Annoncée par le ministre de la Santé Olivier Véran, la fermeture des gymnases et salles de sport dans les « zones d’alerte renforcée », dont Rennes fait partie, n’a pas vraiment été expliquée, suscitant l’incompréhension. « Pour moi, les salles de sport devraient être les derniers endroits à fermer. Chez nous, les distances étaient respectées et la plupart des grimpeurs portaient déjà le masque alors que ce n’était pas obligatoire », estime Manuel Bouillon, coordinateur de The Roof, un lieu ouvert il y a un an dans la capitale bretonne qui mélange bistrot, resto et salle d’escalade. Le patron de l’empire du fitness L’Orange Bleue s’interroge aussi. « L’État prive les Français de leur meilleur geste barrière », regrette le Rennais Thierry Marquer dans un communiqué. Selon lui, « la pratique sportive est pourtant le meilleur moyen de renforcer son immunité et d’évacuer l’angoisse ».
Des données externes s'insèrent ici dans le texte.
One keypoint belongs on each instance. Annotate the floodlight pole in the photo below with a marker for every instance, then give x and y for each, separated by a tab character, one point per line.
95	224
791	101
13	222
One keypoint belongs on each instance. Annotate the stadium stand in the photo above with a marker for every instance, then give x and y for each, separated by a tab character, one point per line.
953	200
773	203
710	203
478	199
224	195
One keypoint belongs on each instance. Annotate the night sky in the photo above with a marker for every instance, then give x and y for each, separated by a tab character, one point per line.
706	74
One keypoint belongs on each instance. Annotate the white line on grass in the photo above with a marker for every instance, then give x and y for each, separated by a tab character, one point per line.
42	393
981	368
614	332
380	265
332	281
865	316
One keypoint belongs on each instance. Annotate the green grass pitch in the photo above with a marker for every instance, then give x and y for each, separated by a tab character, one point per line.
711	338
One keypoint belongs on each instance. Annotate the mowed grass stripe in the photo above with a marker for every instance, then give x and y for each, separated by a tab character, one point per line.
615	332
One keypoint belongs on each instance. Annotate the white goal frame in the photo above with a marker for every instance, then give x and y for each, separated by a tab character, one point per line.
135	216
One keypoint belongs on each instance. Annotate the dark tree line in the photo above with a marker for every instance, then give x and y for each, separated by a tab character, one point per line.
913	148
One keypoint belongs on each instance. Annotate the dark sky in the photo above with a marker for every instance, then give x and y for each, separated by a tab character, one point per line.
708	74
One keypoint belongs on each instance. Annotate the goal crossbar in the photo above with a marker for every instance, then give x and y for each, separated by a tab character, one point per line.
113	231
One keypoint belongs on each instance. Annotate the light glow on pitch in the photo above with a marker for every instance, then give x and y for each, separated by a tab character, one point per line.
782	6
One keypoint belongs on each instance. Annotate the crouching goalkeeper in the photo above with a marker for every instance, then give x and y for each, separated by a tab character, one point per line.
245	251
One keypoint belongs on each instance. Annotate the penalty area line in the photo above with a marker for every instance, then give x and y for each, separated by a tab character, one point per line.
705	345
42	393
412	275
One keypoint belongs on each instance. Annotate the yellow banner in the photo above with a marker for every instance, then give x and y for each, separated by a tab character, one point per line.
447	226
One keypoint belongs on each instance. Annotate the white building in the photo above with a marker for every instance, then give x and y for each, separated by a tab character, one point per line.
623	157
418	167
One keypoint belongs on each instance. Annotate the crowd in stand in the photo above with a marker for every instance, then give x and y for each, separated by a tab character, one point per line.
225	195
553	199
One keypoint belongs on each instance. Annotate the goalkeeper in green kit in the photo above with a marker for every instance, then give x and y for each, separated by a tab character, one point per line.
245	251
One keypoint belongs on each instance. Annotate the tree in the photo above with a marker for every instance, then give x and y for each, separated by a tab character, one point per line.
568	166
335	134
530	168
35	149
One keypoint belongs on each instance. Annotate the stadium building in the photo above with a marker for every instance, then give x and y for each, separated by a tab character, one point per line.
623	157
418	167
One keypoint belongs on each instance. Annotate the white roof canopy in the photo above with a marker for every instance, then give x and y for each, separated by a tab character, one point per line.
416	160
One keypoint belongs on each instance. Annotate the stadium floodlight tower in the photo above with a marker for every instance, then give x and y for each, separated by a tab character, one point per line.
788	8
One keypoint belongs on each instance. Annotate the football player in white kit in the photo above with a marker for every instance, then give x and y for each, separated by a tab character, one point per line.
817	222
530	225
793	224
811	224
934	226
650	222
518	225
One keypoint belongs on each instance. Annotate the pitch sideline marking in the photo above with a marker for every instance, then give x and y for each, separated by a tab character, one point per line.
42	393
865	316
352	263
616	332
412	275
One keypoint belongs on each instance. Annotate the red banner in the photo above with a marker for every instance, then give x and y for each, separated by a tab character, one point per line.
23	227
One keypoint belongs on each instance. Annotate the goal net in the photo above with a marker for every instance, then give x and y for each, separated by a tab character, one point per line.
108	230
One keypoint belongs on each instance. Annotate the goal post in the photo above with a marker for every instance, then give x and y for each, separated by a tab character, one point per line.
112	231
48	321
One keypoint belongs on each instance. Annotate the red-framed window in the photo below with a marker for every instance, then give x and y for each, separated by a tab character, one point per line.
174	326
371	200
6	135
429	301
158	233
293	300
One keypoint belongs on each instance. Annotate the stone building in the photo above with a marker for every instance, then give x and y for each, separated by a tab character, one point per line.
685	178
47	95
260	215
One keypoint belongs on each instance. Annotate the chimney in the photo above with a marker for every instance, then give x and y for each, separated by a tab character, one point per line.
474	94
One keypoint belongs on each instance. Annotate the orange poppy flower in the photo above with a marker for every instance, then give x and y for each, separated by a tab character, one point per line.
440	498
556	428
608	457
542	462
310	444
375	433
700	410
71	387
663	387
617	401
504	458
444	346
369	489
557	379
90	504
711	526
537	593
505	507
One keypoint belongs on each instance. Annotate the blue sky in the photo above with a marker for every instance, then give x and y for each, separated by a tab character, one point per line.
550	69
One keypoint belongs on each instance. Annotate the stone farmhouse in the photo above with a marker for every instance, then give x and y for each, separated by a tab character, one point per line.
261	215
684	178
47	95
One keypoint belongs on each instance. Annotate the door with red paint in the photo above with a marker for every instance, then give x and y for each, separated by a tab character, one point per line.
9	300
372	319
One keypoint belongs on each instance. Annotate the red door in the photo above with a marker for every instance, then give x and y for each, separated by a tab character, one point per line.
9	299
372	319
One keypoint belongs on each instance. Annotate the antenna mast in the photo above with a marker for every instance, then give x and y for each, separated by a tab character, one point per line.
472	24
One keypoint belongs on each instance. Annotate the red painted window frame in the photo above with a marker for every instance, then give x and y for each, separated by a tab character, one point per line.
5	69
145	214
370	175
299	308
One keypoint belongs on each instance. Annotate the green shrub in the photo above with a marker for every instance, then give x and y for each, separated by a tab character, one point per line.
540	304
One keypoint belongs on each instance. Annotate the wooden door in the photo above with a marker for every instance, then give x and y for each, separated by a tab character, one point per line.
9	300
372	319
« On ferme les salles mais pas les piscines »
Au-delà de l’incompréhension, les patrons de salles de sport se sentent également trahis, jalousant les établissements qui continuent d’accueillir du public. « On ferme les salles mais pas les piscines. Mais pourquoi ? Je ne comprends pas la logique. Ces mesures ne serviront à rien. Et j’ai peur qu’on nous durcisse encore les contraintes », poursuit Manuel Bouillon, qui craint que son restaurant et son bar, déjà bridés par une fermeture à 22 h, ne doivent baisser le rideau, comme c’est le cas à Marseille.
Au-delà de leur frustration et de celle de leurs pratiquants, ces structures souvent indépendantes craignent pour leur survie. « Des salles indépendantes ne se relèveront pas », prévient le patron de L’Orange Bleue. Son enseigne accuse une baisse de 30 % du nombre d’abonnements en cette rentrée. Son confrère d’ICR Fitness Club fait pire avec 45 à 50 % de baisse en cette rentrée. "Octobre est la période la plus chargée pour nous. On sait déjà que l’année sera très compliquée pour nous", témoigne son gérant Stéphane Mollier. « Toutes les charges tombent. Les impôts, l’Ursaaf, la location de la salle… Je ne vais pas tenir longtemps comme ça », prévient Maria Jaimes. Dépitée, la professeure de danse aérienne a l’impression « qu’on tape sur les plus faibles sans concertation ». « J’aimerais que ceux qui prennent les décisions viennent voir comment nous travaillons », poursuit Thibaud Meunier. « Je donne des cours à dix personnes dans une salle de 300 m². La distanciation, elle est là ! ».